Ao nosso lado, então, a basílica omnipresente de quase qualquer ponto da cidade ou não pairasse a 287 metros de altitude — chegamos em hora de serviço religioso, mas é fácil perceber a influência bizantina nos mosaicos que forram o seu interior, explosão dourada. Na outra costa da colina, o teatro romano, ainda hoje palco de festivais, como o emblemático Les Nuits de Fouvière, três meses (Junho, Julho e Agosto) de música, teatro, dança e cinema; e aqui, algo escondida, a mini-Torre Eiffel, construída no final do século XIX como restaurante panorâmico e agora “torre de antenas”.
À mesa
Subimos e descemos de funicular para entrarmos no emaranhado de ruelas de Vieux Lyon, com a sua praça da Catedral Saint-Jean-Baptiste como ponto central. É o tradicional bairro histórico, lojas de souvenirs em abundância e restaurantes, incluindo os bouchons, lioneses de alma e coração, restaurantes tradicionais mais populares (nem sempre nos preços, sobretudo nesta zona), sujeitos a uma série de regras para que possam ser certificados (apenas 25 entre as muitas dezenas que existem na cidade) — em contraponto com os restaurantes bistronomic, onde o arrojo de sabores da cozinha moderna se combina com a cozinha tradicional.
Mas ainda ninguém, nesta cidade que tem a maior proporção entre restaurantes estrelas Michelin e número de habitantes, conseguiu destronar Paul Bocuse, verdadeira lenda viva da gastronomia e do orgulho lionês — isto apesar de já não estar à frente dos seus restaurantes, incluindo um três estrelas. Faz parte do ADN da cidade, muito além dos Les Halles, que leva o seu nome, onde, entre bancas de produtos frescos (queijos e charcutaria declinam-se em várias especialidades) e as de petiscos e restaurantes, a manhã vai a meio e já se vê quem coma ostras acompanhadas de vinho branco.
Da seda ao futuro
Damos um salto no tempo na Croix Rousse para visitar a cidade que foi capital da seda, desde o século XVI. Tudo começou em Vieux Lyon, mas quando chegaram os teares Jacquard, muito altos, a mudança foi inevitável. Na Croix Rousse os edifícios preparam-se para eles e aqui concentrou-se toda a indústria que agora é residual. Na Maison des Canuts (canut é o tecelão da seda) revisitam-se cinco séculos desta indústria. Vemos desde os casulos até ao trabalho nas máquinas Jacquard, passando pelos modelos das “fábricas” — concentradas num quarto onde se trabalhava e vivia — e terminando na loja.

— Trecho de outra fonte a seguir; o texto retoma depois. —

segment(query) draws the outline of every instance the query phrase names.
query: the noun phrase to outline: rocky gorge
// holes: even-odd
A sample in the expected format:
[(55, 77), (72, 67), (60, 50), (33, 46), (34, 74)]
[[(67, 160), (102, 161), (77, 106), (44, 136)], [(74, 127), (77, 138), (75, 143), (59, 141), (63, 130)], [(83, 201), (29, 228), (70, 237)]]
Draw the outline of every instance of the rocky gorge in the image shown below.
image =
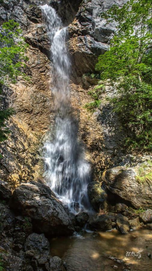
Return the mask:
[[(52, 257), (48, 240), (83, 229), (98, 232), (116, 228), (123, 234), (138, 227), (152, 229), (152, 156), (124, 150), (126, 131), (106, 99), (115, 91), (108, 82), (99, 109), (93, 113), (84, 107), (91, 100), (88, 92), (99, 82), (90, 74), (115, 29), (114, 22), (107, 25), (99, 15), (114, 4), (121, 7), (126, 2), (1, 2), (1, 24), (10, 19), (19, 23), (29, 45), (25, 71), (30, 77), (29, 81), (19, 78), (2, 95), (2, 108), (15, 111), (8, 124), (11, 132), (0, 151), (0, 259), (4, 270), (70, 270), (63, 260)], [(93, 215), (76, 202), (71, 213), (45, 182), (44, 146), (55, 114), (50, 42), (39, 6), (46, 4), (68, 27), (71, 102), (91, 170), (87, 194)], [(126, 264), (125, 270), (136, 270)]]

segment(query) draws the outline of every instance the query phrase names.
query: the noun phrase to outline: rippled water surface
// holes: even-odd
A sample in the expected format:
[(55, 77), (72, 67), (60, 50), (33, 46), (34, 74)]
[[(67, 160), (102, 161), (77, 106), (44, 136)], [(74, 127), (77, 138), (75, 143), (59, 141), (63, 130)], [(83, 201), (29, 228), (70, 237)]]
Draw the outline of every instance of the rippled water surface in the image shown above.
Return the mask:
[[(58, 256), (66, 263), (69, 271), (110, 271), (114, 265), (118, 270), (123, 265), (115, 263), (106, 254), (126, 260), (132, 264), (132, 271), (151, 271), (152, 231), (147, 229), (132, 231), (123, 235), (117, 230), (106, 232), (84, 232), (81, 235), (60, 237), (50, 240), (51, 254)], [(141, 257), (126, 257), (126, 251), (142, 251)], [(127, 269), (126, 268), (126, 269)]]

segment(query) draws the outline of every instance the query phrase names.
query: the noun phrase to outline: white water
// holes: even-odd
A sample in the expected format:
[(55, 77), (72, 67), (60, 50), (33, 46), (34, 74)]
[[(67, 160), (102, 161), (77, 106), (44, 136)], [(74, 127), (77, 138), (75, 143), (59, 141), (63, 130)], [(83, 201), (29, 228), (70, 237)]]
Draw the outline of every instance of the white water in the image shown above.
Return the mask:
[(55, 113), (52, 138), (48, 139), (45, 146), (46, 181), (69, 206), (76, 202), (86, 210), (89, 206), (87, 188), (90, 167), (78, 139), (77, 122), (70, 103), (68, 29), (63, 27), (53, 9), (47, 5), (41, 7), (50, 44), (51, 91)]

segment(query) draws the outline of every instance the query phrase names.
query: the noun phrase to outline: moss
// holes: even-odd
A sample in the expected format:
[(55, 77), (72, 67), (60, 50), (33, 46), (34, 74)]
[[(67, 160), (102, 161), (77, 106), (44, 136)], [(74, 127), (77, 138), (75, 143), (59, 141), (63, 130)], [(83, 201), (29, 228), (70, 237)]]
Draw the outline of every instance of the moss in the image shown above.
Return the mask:
[(88, 111), (90, 112), (93, 112), (96, 108), (98, 108), (101, 102), (100, 100), (96, 100), (94, 101), (92, 101), (90, 103), (86, 104), (84, 106), (84, 108), (86, 108)]
[(150, 185), (152, 184), (152, 171), (144, 176), (136, 176), (136, 181), (140, 184), (143, 184), (146, 182)]
[(144, 209), (143, 209), (142, 208), (139, 208), (139, 209), (138, 209), (137, 210), (134, 210), (134, 212), (135, 213), (137, 214), (141, 213), (142, 213), (143, 212), (144, 212), (144, 211), (145, 211), (145, 210), (144, 210)]

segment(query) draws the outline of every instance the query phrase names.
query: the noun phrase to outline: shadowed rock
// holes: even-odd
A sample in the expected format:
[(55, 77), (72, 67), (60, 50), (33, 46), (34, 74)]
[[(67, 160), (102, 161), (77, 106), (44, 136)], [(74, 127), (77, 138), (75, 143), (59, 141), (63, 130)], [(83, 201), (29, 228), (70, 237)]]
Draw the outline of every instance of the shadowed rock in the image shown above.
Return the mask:
[(132, 168), (118, 167), (105, 171), (102, 176), (106, 188), (135, 208), (152, 207), (152, 186), (146, 182), (136, 180), (136, 173)]
[(8, 201), (12, 195), (9, 185), (6, 182), (0, 180), (0, 200)]
[(107, 214), (99, 216), (93, 221), (89, 223), (91, 229), (96, 231), (108, 231), (112, 229), (112, 221)]
[(34, 229), (50, 235), (71, 234), (74, 229), (62, 202), (50, 188), (34, 181), (15, 189), (12, 208), (30, 217)]
[(90, 203), (93, 209), (99, 212), (100, 209), (104, 208), (104, 201), (106, 200), (107, 195), (101, 187), (101, 182), (93, 182), (89, 183), (87, 187), (88, 195)]
[(83, 212), (79, 213), (75, 216), (76, 223), (81, 227), (83, 227), (87, 223), (89, 218), (87, 213)]
[(116, 227), (122, 233), (124, 234), (129, 233), (130, 225), (128, 219), (121, 213), (118, 214), (116, 216)]

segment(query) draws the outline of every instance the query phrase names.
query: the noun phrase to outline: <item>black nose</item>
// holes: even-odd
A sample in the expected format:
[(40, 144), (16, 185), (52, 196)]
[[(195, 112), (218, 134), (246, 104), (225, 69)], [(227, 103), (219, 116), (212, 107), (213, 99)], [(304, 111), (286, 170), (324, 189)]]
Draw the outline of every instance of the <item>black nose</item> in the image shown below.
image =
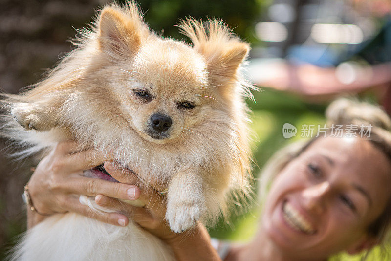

E já estamos noutra ponta da cidade, na ponta da península, onde o futuro parece ser hoje — por exemplo, o bairro já é 80% auto-suficiente em termos energéticos. Numa zona artificial (a península terminava dois quilómetros antes) que foi industrial, ainda há resíduos dessa passagem, sobretudo à beira Saône, onde as gruas foram integradas na paisagem e antigos edifícios, como La Sucrêrie, foram reconvertidos para clubes da moda, galerias (e “casa” da bienal de arte moderna) e locais de concertos.
É deste lado que se erguem edifícios de escritórios, arquitectura moderna, cada um um mundo à parte (de formas, cores – do verde alface ao laranja, passando pelo negro), compondo um conjunto ecléctico, que termina num jardim. Um canal, onde um vaporetto faz umas das suas paragens de transporte público ao longo do Saône, separa esta zona do bairro residencial, que segue o mesmo arrojo arquitectónico, e onde se misturam habitações sociais com luxuosas.